State Police officers check at the metal detector my intentions: I am only a pilgrim. Then, standing in line, I pass through the Holy Door of St. John Lateran, Rome’s cathedral basilica, in a group.
I feel like a new Dante, a pilgrim to Rome – romeo, as the Supreme Poet said – for what was the first Jubilee of Christianity. It was the 1300s. And a novice Petrarch, also present at the following one, in 1350. In common with them, however, I possess only a passion for words.
The occasion is the Jubilee of the world of communication, which begins at the Lateran with a penitential celebration.
The day was not chosen at random; it is Jan. 24 and we remember St. Francis de Sales, a French bishop, patron of journalists and, more generally, of communicators.
As is the custom, at noon, Pope Francis’ Message for the upcoming World Communications Day, the LIX, was made public.
In the text, the Pontiff warns about the current situation: “in this our time marked by disinformation and polarization, where a few centers of power control an unprecedented mass of data and information.”

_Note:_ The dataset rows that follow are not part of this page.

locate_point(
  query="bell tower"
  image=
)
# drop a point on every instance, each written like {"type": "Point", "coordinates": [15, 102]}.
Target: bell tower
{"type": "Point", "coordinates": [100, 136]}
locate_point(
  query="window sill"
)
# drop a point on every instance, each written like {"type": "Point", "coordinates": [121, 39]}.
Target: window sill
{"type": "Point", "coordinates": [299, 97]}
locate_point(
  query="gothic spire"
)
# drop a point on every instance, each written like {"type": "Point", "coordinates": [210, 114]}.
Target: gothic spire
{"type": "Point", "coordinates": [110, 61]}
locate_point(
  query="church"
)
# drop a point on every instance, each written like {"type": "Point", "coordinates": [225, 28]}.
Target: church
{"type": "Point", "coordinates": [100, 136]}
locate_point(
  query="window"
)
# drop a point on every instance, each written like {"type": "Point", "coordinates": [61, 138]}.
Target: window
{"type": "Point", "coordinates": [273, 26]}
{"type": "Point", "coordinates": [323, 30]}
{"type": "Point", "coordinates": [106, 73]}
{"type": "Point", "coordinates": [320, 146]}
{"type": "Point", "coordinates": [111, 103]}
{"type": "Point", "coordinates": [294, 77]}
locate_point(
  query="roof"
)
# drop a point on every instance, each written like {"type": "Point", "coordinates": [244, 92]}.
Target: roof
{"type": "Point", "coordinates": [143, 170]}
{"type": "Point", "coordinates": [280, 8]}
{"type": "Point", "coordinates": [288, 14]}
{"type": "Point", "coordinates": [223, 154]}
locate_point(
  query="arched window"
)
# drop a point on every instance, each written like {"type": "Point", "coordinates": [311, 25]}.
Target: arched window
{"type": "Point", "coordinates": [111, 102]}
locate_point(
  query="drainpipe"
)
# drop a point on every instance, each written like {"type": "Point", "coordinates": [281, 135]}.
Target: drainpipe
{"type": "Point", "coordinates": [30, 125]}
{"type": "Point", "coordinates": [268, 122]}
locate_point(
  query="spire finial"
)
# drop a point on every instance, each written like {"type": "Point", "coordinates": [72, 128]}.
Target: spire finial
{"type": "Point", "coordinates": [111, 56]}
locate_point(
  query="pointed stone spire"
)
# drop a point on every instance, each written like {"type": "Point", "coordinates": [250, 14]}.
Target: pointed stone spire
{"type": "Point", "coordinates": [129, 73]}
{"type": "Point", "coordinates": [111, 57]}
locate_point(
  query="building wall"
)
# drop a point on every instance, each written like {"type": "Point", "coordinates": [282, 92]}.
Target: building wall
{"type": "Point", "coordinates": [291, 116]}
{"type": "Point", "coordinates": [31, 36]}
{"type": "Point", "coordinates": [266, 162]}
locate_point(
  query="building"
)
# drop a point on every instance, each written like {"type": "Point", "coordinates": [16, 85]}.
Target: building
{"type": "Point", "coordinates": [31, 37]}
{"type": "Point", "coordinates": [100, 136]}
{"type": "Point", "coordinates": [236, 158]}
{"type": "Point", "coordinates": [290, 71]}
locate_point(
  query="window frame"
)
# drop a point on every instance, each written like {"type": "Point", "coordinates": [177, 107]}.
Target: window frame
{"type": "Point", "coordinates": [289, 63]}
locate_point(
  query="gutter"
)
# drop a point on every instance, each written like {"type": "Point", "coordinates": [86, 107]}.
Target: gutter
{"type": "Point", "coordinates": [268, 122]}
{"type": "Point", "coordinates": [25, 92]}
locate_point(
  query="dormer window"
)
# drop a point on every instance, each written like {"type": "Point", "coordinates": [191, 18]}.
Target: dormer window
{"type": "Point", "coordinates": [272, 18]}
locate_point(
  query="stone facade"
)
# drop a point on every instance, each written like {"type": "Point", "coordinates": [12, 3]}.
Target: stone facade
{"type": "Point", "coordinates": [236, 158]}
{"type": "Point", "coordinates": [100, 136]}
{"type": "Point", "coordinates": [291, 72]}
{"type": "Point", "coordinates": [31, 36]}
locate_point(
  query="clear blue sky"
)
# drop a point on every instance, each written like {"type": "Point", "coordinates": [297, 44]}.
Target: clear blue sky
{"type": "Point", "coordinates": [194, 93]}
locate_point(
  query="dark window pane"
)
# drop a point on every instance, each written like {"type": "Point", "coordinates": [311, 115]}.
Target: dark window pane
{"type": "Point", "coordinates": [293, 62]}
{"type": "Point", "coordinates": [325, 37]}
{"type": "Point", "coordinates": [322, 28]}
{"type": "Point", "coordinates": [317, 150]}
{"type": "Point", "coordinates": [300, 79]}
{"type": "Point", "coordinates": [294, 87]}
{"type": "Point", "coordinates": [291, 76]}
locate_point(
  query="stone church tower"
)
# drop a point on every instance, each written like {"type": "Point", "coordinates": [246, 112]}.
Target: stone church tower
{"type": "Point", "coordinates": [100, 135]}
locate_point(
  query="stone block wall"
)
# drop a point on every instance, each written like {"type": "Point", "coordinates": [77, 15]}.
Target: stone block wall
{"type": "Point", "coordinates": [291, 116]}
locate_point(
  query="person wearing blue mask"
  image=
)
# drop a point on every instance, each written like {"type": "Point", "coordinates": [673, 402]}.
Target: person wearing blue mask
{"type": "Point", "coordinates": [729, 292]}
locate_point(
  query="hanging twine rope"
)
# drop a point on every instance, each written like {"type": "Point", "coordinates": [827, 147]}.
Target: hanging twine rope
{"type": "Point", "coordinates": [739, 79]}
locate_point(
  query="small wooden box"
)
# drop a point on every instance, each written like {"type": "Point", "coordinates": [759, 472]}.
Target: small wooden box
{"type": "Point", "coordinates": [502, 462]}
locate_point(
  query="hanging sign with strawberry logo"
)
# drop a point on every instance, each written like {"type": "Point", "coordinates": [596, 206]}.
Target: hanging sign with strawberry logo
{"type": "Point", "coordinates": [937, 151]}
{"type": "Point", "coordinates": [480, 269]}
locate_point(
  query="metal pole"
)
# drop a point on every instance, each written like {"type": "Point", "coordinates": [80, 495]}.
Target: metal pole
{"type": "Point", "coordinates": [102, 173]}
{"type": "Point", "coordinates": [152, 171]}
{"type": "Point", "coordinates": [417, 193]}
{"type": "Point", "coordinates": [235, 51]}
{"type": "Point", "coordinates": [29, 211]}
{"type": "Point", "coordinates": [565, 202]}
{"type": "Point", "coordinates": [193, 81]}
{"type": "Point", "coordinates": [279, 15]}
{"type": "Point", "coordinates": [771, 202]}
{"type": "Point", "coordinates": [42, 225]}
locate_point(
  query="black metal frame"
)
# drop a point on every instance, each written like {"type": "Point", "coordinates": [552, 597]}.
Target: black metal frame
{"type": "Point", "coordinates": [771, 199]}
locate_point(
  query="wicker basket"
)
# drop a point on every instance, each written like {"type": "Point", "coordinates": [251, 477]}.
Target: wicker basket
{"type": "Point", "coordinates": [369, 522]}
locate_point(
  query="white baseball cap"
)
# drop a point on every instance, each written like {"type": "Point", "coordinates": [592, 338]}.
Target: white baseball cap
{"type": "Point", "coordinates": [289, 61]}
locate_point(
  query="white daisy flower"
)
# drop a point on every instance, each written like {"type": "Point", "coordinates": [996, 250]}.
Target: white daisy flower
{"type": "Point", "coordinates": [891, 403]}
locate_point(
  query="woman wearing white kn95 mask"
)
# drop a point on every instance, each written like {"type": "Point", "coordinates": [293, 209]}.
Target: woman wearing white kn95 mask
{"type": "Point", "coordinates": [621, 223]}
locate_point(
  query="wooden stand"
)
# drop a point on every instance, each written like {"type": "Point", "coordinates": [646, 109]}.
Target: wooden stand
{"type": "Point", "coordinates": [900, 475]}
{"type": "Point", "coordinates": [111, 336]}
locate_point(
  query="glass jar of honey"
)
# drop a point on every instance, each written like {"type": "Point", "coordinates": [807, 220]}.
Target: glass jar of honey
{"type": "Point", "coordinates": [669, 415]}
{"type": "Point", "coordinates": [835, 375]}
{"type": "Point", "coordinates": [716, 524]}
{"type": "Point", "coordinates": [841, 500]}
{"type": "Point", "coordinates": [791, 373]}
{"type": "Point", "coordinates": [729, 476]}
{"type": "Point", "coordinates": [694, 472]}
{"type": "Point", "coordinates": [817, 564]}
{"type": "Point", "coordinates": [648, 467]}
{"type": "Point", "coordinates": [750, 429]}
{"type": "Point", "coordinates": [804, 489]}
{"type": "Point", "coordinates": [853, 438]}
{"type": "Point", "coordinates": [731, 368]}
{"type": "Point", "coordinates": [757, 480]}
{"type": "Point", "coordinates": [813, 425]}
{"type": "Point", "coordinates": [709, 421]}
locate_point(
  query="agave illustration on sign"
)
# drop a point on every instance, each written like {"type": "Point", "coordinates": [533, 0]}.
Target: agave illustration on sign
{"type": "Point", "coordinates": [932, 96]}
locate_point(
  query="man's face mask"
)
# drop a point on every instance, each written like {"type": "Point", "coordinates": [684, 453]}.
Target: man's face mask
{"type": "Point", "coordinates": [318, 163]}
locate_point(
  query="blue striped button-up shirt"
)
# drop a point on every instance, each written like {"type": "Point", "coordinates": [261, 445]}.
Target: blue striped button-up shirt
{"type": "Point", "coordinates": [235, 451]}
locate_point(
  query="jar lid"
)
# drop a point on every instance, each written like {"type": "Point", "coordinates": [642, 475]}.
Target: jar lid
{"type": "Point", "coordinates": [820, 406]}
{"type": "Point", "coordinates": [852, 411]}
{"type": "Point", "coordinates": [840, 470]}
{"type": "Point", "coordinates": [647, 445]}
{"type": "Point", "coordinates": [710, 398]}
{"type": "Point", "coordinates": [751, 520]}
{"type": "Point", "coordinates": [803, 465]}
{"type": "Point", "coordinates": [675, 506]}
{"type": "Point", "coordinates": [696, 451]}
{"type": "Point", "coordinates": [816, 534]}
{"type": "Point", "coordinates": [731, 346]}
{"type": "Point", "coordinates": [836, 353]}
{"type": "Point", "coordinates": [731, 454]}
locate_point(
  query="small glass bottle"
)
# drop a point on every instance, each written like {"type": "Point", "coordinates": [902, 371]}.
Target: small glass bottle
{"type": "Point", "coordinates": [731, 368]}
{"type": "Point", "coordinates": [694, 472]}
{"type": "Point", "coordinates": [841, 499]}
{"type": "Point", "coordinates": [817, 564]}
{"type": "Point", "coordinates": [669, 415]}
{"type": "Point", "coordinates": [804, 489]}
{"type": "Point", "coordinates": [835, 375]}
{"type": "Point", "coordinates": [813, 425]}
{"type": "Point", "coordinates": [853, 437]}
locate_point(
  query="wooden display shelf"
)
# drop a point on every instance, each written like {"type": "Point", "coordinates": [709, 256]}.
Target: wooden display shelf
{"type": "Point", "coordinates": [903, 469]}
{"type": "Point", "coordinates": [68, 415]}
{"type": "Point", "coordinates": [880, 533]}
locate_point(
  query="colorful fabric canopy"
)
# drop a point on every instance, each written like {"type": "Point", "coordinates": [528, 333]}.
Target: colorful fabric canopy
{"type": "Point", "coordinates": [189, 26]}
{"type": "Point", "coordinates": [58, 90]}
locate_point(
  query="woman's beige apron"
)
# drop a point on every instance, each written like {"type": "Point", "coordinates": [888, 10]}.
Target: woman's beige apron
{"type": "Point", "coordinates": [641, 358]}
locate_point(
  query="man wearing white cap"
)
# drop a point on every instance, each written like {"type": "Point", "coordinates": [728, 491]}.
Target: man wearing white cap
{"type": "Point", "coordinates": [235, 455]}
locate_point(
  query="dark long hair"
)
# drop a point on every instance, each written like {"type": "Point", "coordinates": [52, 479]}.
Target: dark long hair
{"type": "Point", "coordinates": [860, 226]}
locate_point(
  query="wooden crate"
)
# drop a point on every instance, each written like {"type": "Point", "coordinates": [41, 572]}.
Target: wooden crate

Opening his eyes to the power of conditioning wielded, rather than threatened, by a few multibillion-dollar technocrat oligarchs, he invites a difficult and costly step: to be a stumbling block, an example that casts doubt on the whole construction; in fact, “too often today communication does not generate hope, but fear and despair, prejudice and resentment, fatalism and even hatred… I have already reiterated several times the need to ‘disarm’ communication, to purify it of aggression.”
Warning!
It is not a matter of taking the do-gooder route and proposing exclusively good news — what English speakers call “good news” — would be a very bad solution indeed. One must certainly leave room for good news, but one cannot limit oneself to it.
Instead, it is a matter of practicing one’s profession in a serious way,
away from the two contemporary temptations: fake news (fake news) and biased news.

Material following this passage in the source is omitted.